Omotara James

Omotara James writes and lives in New York City. Her poetry chapbook, Daughter Tongue, was selected by African Poetry Book Fund in collaboration with Akashic Books for the 2018 New Generation African Poets Box Set. Her work has appeared in The Recluse, Winter Tangerine, Cosmonauts Avenue and elsewhere. She is a 2017 Lambda Literary Fellow and has been awarded scholarships by the Home School and Cave Canem. Her awards include the Nancy P. Schnader Academy of American Poets Award. Currently, she is guest editing over at Luna Luna magazine and is an MFA candidate at NYU. Learn more at


Citizenship Monolith/ Third Culture Kid


Black Americans say I don’t look African.

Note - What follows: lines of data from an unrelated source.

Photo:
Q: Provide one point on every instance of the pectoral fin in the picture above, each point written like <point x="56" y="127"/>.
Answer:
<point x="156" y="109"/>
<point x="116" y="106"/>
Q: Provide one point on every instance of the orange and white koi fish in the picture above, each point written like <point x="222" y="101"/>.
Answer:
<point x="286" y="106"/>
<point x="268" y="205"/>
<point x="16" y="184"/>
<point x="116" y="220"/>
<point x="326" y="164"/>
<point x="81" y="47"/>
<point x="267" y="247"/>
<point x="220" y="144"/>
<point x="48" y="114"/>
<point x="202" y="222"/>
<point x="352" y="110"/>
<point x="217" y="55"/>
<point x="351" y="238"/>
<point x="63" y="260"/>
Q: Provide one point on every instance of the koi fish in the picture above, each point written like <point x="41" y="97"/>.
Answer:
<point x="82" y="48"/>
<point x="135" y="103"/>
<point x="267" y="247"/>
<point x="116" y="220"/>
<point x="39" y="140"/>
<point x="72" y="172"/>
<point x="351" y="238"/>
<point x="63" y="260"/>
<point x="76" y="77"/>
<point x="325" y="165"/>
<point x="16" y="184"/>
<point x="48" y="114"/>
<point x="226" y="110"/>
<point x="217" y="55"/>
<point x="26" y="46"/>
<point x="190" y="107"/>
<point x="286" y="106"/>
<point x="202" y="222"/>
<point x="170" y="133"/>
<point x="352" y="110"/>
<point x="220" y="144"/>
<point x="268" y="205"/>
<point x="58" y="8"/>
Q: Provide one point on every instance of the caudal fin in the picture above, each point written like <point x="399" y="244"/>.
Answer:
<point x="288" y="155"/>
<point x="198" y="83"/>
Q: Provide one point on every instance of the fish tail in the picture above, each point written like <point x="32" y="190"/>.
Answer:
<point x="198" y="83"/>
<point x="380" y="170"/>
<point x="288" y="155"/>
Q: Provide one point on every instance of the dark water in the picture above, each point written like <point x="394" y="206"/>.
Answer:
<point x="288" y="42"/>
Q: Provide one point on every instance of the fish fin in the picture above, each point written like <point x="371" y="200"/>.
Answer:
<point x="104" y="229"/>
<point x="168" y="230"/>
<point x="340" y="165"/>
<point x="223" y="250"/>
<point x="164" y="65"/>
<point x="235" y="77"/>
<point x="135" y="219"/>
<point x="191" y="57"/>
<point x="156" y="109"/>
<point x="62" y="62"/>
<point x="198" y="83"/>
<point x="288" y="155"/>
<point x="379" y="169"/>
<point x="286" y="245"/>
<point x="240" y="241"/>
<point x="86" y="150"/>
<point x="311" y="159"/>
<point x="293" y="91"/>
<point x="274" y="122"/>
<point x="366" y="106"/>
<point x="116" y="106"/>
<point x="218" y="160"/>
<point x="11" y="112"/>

East Indians don’t care I’m West Indian.


The Nigerians call me the American.

The British don’t detect an accent.


The Christians can’t agree if I should take Eucharist.

The Muslims prohibit the use of said Muslim.


I say nothing.

Just keep passing.





A Mother Can See More Sitting Down Than a Child Standing Up

(Yoruba Proverb)



My mother looks at me as I am no witness to myself

the summer before college, eighteen, when she states

in the mirror, that no man will ever love me

at this weight. The tears I don’t cry

(then) mean I am not too weak

to receive such honesty.

Maybe she is more

right than we

dare to






and what

about woman.

When I return after

years away, after months

of silence, Mom barely looks at me.

When I tell her I was raped, she can barely

whisper it was a good thing she didn’t raise me in Nigeria.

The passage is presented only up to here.